4 Professor, Department of Epidemiology & Biostatistics, School of Health, Isfahan University of Medical Sciences, Isfahan, Iran

Abstract

Background: Thalassemia screening instructions in Iran consider couples with MCV = 75-80, MCH = 26-27, HbA2<3.5, and HbF<3 indices as low-risk couples, and therefore further genetic testing is not obligatory. If the blood indices of alpha thalassemia carriers (One alpha gene deletion or two alpha gene deletions) fall within the parameters of low-risk couples, the identification of such couples within the beta thalassemia screening program will not be feasible. However, if the blood indicators of alpha thalassemia carriers fall within the range of the suspected high-risk couple, these couples can be identified through beta thalassemia screening instructions.

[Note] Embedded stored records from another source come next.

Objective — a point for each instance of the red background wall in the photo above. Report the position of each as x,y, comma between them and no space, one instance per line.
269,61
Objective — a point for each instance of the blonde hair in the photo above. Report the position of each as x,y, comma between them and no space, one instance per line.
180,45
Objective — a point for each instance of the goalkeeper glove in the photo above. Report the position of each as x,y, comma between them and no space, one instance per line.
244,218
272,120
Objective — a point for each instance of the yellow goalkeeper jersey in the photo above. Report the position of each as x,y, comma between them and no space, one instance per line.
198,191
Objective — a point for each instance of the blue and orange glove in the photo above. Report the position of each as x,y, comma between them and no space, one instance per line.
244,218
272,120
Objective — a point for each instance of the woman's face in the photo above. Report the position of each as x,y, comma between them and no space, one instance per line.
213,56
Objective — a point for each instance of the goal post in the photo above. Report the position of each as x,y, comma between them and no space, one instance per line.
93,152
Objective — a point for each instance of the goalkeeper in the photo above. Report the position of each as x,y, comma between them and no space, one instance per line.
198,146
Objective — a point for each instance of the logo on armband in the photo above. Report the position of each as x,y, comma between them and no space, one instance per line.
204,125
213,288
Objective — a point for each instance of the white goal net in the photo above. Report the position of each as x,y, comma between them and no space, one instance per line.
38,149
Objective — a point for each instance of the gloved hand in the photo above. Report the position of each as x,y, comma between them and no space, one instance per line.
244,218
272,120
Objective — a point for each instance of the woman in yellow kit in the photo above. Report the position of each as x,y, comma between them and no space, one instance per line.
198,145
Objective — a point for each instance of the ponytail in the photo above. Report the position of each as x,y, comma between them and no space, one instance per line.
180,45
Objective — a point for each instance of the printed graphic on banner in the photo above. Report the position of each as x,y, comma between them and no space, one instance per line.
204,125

Methods: In this cross-sectional study, information was extracted from 2359 individuals diagnosed with alpha thalassemia, identified between 2018 and 2021, in 22 marriage counseling centers in Isfahan province using the results of the PND test. The blood indices MCV and MCH of alpha thalassemia carriers were compared with the low-risk and high-risk values of beta thalassemia carrier couples.
Findings: The average MCH and MCV of couples affected by alpha thalassemia gene deletions 1 and 2 are respectively within the low-risk and high-risk ranges for beta-thalassemia.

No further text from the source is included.